Le débat (parfois vif) entre admirateurs et contempteurs de l'écrivain n'est pas nouveau mais ce nouvel ouvrage, fruit d'un travail entamé il y a quinze ans, entend démontrer, en s'appuyant sur un corpus impressionnant, que l'antisémitisme de Céline ne fut pas un "accident" à prendre à la légère mais se situe bien au coeur de sa pensée et de son écriture.
"Plus on connaît l'homme Céline, plus on est saisi par le dégoût et le mépris", écrivent les deux auteurs qui ne manquent pas d'égratigner plusieurs biographes et "spécialistes" de l'écrivain qu'ils jugent trop bienveillants à l'égard du "reclus" de Meudon."Face à Céline, la complaisance et l'indulgence prennent le sens d'une connivence, voire d'une complicité rétrospective", cinglent Pierre-André Taguieff et Annick Duraffour.
Pour les deux auteurs, Céline a été un collaborateur "engagé" aux côtés des Nazis durant l'Occupation et non un simple spectateur. "La thèse du 'retrait' de Céline pendant les 'années noires' est devenue insoutenable". Outre sa participation à des réunions organisées par les milieux pro-nazis, Céline a fréquenté de hauts responsables de l'appareil nazi en France, affirment le philosophe et l'historienne.
Céline n'a pas collaboré que par des mots mais aussi par des actes, pointe Annick Duraffour qui rappelle que Céline n'hésita pas, en octobre 1940, à dénoncer aux autorités "le médecin juif non naturalisé" Joseph Hogarth (en fait de nationalité haïtienne) dont il souhaitait obtenir le poste.

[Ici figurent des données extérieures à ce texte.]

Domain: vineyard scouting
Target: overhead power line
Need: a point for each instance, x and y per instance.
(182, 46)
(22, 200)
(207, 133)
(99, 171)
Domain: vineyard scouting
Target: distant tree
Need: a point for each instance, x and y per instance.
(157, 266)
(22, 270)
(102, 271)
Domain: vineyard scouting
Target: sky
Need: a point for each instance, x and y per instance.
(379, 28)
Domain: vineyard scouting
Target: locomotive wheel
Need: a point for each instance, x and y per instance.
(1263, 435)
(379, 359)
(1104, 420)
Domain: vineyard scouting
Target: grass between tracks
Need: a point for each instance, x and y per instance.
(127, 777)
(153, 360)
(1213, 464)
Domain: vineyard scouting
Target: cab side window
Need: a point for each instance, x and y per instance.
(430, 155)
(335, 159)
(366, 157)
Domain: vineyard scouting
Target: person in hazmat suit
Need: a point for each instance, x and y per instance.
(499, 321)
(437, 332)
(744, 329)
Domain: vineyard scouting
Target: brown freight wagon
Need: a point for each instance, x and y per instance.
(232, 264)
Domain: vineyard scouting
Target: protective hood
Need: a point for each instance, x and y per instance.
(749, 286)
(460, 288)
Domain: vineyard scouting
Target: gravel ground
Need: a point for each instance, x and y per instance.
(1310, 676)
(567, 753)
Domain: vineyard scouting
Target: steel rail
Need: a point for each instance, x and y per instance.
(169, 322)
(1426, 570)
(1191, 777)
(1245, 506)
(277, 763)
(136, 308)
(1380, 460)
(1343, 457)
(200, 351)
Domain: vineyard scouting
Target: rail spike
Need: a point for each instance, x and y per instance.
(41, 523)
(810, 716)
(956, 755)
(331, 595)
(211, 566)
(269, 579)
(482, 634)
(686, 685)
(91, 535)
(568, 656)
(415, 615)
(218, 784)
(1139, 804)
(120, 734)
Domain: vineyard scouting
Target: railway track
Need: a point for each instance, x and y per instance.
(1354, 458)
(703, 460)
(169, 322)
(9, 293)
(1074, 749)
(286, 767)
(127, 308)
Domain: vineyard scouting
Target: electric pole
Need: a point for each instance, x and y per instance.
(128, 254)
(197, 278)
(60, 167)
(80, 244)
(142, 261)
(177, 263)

Le livre est dédié au Dr Hogarth.
L'ouvrage dépeint également un Céline volontiers menteur et opportuniste
"Céline n'est pas Bardamu", l'homme du peuple, narrateur du "Voyage au bout de la nuit", affirme Annick Duraffour. La correspondance de Céline révèle que l'écrivain -contrairement à son narrateur- soutient le colonialisme et l'esclavage. "Je suis tout porté à croire que certains êtres sont naturellement prédestinés à être esclaves", écrit-il ainsi à son père.
Cyniquement, il justifie l'écriture du "Voyage" en expliquant qu'il faut "savoir ce que veut le lecteur, suivre la mode comme des midinettes (...) C'est la condition sans laquelle il n'est pas de tirage sérieux (seul aspect qui compte)".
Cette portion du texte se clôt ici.